Delivery plan for recovering urgent and emergency care services

Classification: Official
Publication reference: PR2034


  • All integrated care board and trust
    • Chief executives
    • Medical directors
    • Chief nurses
    • Directors of finance
    • Chief people officers
    • Chief operating officers


  • ICB and trust chairs
  • Regional:
    • directors
    • directors of commissioning
    • directors of system transformation

Dear colleagues

Delivery plan for recovering urgent and emergency care services

Today we have published the joint NHS and DHSC Delivery Plan for Recovering Urgent and Emergency Care Services, a key commitment in the government’s Autumn Statement.

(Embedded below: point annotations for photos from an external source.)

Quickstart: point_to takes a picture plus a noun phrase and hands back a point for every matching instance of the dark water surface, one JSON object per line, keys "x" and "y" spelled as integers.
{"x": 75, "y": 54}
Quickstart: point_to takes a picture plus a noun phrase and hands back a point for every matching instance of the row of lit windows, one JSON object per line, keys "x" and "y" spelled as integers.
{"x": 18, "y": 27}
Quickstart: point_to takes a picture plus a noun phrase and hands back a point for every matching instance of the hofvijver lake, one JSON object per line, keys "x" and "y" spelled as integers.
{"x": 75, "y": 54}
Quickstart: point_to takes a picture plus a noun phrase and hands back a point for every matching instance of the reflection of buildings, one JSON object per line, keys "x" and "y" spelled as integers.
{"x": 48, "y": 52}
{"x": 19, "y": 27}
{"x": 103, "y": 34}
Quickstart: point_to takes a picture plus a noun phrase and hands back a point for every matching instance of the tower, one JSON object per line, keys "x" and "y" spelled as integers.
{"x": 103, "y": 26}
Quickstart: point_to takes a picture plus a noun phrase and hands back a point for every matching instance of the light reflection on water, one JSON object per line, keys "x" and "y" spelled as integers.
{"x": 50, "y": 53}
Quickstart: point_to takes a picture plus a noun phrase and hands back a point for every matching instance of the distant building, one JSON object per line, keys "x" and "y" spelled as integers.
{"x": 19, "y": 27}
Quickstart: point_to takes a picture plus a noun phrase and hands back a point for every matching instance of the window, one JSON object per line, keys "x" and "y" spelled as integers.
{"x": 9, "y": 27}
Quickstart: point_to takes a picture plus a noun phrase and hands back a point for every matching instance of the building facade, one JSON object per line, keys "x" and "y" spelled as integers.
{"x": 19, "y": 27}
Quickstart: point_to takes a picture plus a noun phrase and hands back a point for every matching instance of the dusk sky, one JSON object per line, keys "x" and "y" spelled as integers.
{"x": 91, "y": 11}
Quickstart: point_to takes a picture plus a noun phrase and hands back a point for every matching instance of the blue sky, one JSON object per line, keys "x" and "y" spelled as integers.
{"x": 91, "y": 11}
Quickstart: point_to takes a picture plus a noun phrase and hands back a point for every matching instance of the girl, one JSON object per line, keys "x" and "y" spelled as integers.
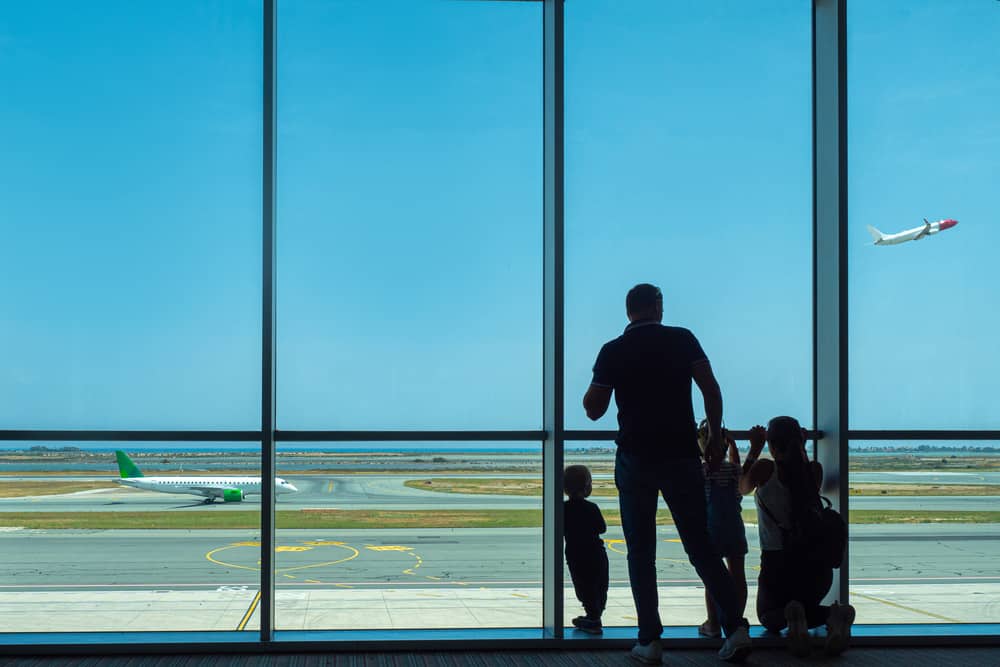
{"x": 790, "y": 588}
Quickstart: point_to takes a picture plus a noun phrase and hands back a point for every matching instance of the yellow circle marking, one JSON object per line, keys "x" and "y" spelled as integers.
{"x": 210, "y": 556}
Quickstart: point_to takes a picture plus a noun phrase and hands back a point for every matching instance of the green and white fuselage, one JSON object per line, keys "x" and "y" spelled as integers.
{"x": 226, "y": 489}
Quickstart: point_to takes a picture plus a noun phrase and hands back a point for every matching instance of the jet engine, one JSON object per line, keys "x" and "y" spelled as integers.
{"x": 232, "y": 495}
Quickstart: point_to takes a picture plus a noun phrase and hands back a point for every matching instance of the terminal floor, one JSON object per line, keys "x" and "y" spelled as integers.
{"x": 857, "y": 657}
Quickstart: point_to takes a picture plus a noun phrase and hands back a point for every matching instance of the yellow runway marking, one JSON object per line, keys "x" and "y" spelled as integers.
{"x": 612, "y": 546}
{"x": 250, "y": 611}
{"x": 905, "y": 608}
{"x": 211, "y": 557}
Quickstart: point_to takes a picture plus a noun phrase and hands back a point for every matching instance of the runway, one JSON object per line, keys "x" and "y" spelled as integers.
{"x": 175, "y": 559}
{"x": 388, "y": 492}
{"x": 484, "y": 557}
{"x": 114, "y": 580}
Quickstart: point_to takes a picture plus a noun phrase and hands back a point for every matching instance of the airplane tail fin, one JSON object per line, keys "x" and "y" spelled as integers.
{"x": 876, "y": 234}
{"x": 126, "y": 467}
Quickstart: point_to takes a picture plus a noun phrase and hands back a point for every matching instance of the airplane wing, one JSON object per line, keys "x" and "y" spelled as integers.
{"x": 923, "y": 232}
{"x": 207, "y": 491}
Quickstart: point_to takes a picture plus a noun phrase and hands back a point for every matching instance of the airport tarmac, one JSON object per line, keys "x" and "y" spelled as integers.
{"x": 74, "y": 580}
{"x": 389, "y": 492}
{"x": 99, "y": 580}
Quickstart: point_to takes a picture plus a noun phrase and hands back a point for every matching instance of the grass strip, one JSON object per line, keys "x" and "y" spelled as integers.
{"x": 19, "y": 489}
{"x": 606, "y": 487}
{"x": 379, "y": 519}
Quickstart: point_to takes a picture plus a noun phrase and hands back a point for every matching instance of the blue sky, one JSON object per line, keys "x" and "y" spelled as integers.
{"x": 409, "y": 202}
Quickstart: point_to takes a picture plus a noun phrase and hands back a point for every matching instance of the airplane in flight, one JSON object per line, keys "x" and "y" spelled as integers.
{"x": 914, "y": 234}
{"x": 228, "y": 489}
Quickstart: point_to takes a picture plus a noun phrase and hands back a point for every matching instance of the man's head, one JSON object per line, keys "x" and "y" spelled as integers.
{"x": 576, "y": 481}
{"x": 644, "y": 302}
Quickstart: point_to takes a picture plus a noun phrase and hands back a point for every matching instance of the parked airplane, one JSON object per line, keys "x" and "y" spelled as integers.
{"x": 914, "y": 234}
{"x": 229, "y": 489}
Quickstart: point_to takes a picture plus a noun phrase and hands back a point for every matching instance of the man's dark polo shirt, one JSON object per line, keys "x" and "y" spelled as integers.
{"x": 649, "y": 369}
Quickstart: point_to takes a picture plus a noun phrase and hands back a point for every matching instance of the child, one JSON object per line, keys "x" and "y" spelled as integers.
{"x": 585, "y": 555}
{"x": 725, "y": 524}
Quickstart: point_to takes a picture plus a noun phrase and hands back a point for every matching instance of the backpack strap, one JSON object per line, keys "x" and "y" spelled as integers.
{"x": 768, "y": 512}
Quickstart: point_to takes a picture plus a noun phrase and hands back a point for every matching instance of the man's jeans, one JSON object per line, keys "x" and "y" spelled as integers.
{"x": 640, "y": 481}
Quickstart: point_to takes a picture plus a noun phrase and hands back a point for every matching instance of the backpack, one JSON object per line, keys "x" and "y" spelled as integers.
{"x": 820, "y": 536}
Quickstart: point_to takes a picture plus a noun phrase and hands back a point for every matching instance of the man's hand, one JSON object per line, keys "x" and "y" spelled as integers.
{"x": 758, "y": 436}
{"x": 714, "y": 451}
{"x": 734, "y": 453}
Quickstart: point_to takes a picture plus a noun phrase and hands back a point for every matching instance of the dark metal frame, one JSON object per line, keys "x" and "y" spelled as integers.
{"x": 830, "y": 381}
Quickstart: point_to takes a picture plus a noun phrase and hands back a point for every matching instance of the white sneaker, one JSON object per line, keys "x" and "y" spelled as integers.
{"x": 737, "y": 647}
{"x": 650, "y": 654}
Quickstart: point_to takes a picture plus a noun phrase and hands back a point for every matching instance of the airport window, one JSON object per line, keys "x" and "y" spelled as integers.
{"x": 131, "y": 215}
{"x": 922, "y": 351}
{"x": 409, "y": 247}
{"x": 412, "y": 300}
{"x": 924, "y": 531}
{"x": 922, "y": 358}
{"x": 703, "y": 190}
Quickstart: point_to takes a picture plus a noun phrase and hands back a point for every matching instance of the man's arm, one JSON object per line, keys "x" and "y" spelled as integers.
{"x": 712, "y": 395}
{"x": 596, "y": 401}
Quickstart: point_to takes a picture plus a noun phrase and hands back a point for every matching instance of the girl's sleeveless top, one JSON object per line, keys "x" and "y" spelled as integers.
{"x": 775, "y": 495}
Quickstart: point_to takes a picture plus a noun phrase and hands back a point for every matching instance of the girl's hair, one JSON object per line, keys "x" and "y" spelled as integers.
{"x": 575, "y": 479}
{"x": 785, "y": 436}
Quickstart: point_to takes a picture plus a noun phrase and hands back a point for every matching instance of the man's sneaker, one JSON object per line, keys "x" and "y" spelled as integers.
{"x": 706, "y": 629}
{"x": 589, "y": 625}
{"x": 737, "y": 647}
{"x": 838, "y": 628}
{"x": 650, "y": 654}
{"x": 798, "y": 629}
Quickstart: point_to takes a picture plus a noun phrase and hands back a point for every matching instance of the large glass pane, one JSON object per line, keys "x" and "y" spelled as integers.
{"x": 925, "y": 531}
{"x": 688, "y": 165}
{"x": 688, "y": 144}
{"x": 94, "y": 541}
{"x": 924, "y": 147}
{"x": 130, "y": 212}
{"x": 409, "y": 535}
{"x": 409, "y": 246}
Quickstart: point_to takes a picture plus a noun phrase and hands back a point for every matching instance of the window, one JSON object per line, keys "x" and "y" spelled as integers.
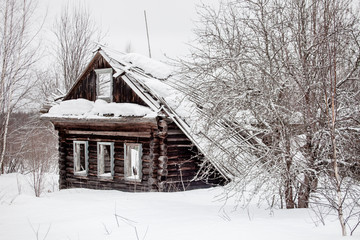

We want to begin by thanking you and your teams for your continued tireless efforts to provide the very best care for patients at a time of unprecedented challenge for the NHS and in an increasingly difficult environment.

Developed with the expertise and experience of a wide range of health and care partners, the plan sets out urgent actions to meet the current challenges facing the NHS, and also the first steps in transforming urgent and emergency care.

Our ambition is a health system that provides more and better care in people’s homes, gets ambulances to people more quickly when they need them, sees people faster when they go to hospital and helps people safely leave hospital having received the care they need.

Ultimately, we want everyone to get the very best urgent and emergency care, but we will particularly raise standards of quality and safety for the most vulnerable patients and their families, including older people living with frailty, children and young people, people with disabilities and people with mental health needs. And we recognise that meeting this ambition will mean increasing the size of the workforce, but also improving conditions for staff and enabling people to work more flexibly to meet the needs of patients.

The plan includes two ambitions for the next two years – a 30-minute mean response time for Category 2 ambulance and 76% performance in A&E wait times, measured through the 4-hour target. Meeting these ambitions on their own will not be enough. We need to make improvements across the patient pathway, including on 12-hour waits from arrival and on discharge from acute, community and mental health hospital settings.

In delivering this plan, we would expect all systems to move towards meeting these two performance ambitions, and for those systems already meeting the ambitions, we would expect to see continued improvement.

While we will need to increase capacity in hospitals and in UEC services, delivering this plan will need a truly cross-system approach, including in primary and community services, mental health, intermediate care and social care. It will require joint working across health and care, to ensure patients get the best care and to ensure patient flow through hospitals and into social care when needed.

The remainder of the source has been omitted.